Wesley in the Cotswolds
I found this here.
It is unsurprising, given his relentless touring, that John Wesley should have visited the Cotswolds. He is believed to have visited Winchcombe twice, in 1755 and again in 1779, when he stayed at a medieval house on the High Street. This house, now a hotel, is named the Wesley House Hotel in honour of its former resident. ... Winchcombe was a stopover for Wesley en route to Tewkesbury, so he possibly never addressed locals here; but it would not have been impossible that he did.
He certainly visited Stow-on-the-Wold [Stow is 5 miles from Bourton], some 30 years earlier. On that occasion, in 1767 (Sep 28), he stayed at the Kings Arms, and recorded that the Stow folks had been a "very dull, quiet congregation". It took another 30 years for Methodism to properly arrive in the town – significantly, with the arrival of preachers from Winchcombe. The Wesleyan Methodist chapel on Sheep Street wasn’t built until the mid 19th century.

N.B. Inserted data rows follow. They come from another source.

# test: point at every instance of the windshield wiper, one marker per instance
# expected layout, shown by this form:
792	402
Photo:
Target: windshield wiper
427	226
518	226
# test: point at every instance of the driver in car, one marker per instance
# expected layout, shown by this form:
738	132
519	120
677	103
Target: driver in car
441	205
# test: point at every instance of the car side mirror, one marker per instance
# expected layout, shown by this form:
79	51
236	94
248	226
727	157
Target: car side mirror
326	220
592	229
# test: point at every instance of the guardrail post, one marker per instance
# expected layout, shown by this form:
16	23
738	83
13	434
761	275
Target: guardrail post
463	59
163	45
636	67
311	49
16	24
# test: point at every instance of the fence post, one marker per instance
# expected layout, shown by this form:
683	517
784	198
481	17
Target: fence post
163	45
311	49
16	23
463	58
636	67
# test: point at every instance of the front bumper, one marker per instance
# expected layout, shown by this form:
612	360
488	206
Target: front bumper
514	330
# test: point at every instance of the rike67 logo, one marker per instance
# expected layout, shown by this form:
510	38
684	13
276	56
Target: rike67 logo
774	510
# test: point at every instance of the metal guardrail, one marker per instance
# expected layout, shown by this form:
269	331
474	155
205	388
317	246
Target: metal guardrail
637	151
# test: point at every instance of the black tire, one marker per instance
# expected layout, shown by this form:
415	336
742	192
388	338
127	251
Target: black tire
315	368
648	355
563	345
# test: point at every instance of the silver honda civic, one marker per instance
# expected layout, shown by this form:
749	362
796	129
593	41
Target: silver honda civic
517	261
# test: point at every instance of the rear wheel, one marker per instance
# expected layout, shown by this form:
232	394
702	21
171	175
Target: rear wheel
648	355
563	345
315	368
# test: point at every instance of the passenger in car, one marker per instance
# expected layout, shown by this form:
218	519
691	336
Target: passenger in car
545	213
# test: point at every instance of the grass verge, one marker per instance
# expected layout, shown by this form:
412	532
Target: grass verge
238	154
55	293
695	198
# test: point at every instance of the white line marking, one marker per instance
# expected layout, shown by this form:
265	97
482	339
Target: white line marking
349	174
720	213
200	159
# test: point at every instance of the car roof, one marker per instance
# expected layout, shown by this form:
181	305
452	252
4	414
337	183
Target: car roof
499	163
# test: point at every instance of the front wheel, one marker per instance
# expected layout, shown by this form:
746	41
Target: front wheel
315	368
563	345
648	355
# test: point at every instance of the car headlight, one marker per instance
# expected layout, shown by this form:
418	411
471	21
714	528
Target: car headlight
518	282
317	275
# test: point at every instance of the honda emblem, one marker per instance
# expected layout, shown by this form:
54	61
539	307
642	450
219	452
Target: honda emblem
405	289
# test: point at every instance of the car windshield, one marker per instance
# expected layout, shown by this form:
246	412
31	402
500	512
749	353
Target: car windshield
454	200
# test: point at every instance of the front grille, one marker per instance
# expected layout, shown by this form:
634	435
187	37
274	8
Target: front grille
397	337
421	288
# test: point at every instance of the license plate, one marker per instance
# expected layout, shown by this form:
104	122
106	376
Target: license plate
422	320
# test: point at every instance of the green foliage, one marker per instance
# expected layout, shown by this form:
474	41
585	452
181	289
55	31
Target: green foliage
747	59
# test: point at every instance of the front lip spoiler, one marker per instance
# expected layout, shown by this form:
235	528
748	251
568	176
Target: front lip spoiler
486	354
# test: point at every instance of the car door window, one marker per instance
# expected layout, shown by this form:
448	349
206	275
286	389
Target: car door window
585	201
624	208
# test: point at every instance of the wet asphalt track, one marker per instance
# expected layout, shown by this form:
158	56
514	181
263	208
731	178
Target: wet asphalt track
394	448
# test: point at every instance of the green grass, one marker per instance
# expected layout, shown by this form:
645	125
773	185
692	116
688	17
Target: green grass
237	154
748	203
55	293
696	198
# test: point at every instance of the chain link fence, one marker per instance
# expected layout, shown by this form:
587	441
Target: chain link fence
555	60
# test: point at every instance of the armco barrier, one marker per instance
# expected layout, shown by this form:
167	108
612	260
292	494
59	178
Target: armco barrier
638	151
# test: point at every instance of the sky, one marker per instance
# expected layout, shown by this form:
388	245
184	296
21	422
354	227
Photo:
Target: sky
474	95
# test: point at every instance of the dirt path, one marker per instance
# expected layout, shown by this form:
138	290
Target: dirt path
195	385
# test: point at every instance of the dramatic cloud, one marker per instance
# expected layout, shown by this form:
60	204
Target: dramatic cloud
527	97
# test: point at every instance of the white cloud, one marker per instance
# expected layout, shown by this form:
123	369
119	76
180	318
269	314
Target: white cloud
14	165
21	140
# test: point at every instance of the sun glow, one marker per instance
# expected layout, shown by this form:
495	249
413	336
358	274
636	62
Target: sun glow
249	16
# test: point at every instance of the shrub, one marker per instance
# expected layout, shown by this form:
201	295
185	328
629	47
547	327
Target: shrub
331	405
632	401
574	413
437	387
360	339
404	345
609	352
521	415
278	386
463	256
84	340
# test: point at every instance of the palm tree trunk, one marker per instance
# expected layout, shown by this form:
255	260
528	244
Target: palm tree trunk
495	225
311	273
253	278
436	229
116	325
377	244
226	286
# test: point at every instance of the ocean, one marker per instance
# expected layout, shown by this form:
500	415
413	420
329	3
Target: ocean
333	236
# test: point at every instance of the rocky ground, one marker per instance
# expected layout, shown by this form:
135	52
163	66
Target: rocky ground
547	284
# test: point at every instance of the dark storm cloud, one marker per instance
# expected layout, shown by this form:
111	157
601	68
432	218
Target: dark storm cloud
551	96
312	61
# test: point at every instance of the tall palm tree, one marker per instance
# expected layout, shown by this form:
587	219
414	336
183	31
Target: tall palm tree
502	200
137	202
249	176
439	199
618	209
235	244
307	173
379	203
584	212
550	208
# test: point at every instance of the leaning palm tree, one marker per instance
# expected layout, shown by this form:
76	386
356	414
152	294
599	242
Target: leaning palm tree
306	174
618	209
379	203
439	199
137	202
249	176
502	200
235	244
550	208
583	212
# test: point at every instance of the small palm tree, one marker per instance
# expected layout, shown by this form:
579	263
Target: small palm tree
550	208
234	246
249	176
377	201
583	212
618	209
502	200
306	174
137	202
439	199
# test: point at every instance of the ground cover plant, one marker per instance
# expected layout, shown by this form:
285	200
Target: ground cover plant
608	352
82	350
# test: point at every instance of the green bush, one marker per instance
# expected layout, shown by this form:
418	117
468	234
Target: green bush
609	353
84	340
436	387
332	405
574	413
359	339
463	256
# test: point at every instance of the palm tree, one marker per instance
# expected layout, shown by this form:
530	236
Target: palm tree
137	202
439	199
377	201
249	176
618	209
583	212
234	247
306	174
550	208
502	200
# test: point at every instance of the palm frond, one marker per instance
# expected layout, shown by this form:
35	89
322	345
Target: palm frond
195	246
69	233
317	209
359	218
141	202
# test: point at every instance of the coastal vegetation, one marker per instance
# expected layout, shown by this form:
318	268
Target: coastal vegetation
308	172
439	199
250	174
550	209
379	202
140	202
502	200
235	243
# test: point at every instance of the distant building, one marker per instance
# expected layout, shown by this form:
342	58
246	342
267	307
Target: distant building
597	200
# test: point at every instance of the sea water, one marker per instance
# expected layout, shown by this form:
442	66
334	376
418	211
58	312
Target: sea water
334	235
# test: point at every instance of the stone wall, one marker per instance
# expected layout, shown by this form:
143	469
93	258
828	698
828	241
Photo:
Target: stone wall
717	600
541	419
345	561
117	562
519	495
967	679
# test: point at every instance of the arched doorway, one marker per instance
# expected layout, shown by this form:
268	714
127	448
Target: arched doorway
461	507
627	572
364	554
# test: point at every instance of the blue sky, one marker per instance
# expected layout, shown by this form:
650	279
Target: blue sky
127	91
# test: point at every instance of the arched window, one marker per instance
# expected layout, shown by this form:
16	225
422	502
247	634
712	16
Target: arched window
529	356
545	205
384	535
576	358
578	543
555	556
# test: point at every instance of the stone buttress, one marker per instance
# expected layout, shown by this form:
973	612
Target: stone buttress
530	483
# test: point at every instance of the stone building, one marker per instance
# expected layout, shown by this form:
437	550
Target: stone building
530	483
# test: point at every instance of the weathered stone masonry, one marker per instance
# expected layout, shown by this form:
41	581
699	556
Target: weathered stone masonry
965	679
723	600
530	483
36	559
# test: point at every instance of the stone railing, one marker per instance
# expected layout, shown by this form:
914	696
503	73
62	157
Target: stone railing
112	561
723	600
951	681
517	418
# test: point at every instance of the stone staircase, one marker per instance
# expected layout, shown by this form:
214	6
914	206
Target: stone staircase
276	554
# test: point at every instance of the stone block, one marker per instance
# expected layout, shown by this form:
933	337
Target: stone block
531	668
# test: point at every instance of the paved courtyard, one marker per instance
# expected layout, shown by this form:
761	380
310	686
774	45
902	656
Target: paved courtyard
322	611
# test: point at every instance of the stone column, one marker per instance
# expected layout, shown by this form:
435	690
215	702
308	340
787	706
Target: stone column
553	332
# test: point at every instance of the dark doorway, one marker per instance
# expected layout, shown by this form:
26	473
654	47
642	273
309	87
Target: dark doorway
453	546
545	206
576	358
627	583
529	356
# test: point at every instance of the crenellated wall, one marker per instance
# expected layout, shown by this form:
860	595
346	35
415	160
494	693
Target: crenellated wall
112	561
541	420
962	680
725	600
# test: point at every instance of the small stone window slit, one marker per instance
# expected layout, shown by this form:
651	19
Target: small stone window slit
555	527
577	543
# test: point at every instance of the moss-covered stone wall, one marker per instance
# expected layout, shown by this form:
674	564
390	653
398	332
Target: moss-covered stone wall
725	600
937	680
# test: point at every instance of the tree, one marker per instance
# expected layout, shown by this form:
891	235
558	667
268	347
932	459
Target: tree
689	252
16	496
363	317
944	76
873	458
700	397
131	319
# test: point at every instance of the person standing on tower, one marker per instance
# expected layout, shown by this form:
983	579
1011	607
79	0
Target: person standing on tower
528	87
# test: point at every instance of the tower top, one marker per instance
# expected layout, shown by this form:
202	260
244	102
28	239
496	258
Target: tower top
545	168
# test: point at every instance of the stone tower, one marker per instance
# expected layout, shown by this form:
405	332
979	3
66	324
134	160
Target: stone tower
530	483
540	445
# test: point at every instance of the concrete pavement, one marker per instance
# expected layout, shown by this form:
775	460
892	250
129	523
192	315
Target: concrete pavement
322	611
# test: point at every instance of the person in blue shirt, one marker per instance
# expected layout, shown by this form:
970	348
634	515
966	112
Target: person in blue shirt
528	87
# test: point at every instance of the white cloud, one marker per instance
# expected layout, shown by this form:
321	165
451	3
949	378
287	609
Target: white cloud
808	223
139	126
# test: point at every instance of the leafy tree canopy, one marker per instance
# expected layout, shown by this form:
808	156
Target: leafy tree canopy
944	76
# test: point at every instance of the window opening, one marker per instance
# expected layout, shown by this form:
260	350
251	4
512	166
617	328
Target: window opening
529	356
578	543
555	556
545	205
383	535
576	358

Wesley is also said to have preached at Buckland, a village near Broadway, using the parish church of St Michael as his base. Also near Broadway is Stanton, where John and his brother Charles regularly visited, due to links with Lionel and Robert Kirkham, who both had spells as village rector in the eighteenth century. Given the Cotswolds’ proximity to cities such as Bristol, Bath and Oxford, all visited by Wesley, it is logical for him to have stayed at places around the region. Travelling by horse meant regular stops would have been needed on the way to visit his congregations, and the Cotswolds were home to comfortable lodgings and sympathetic residents.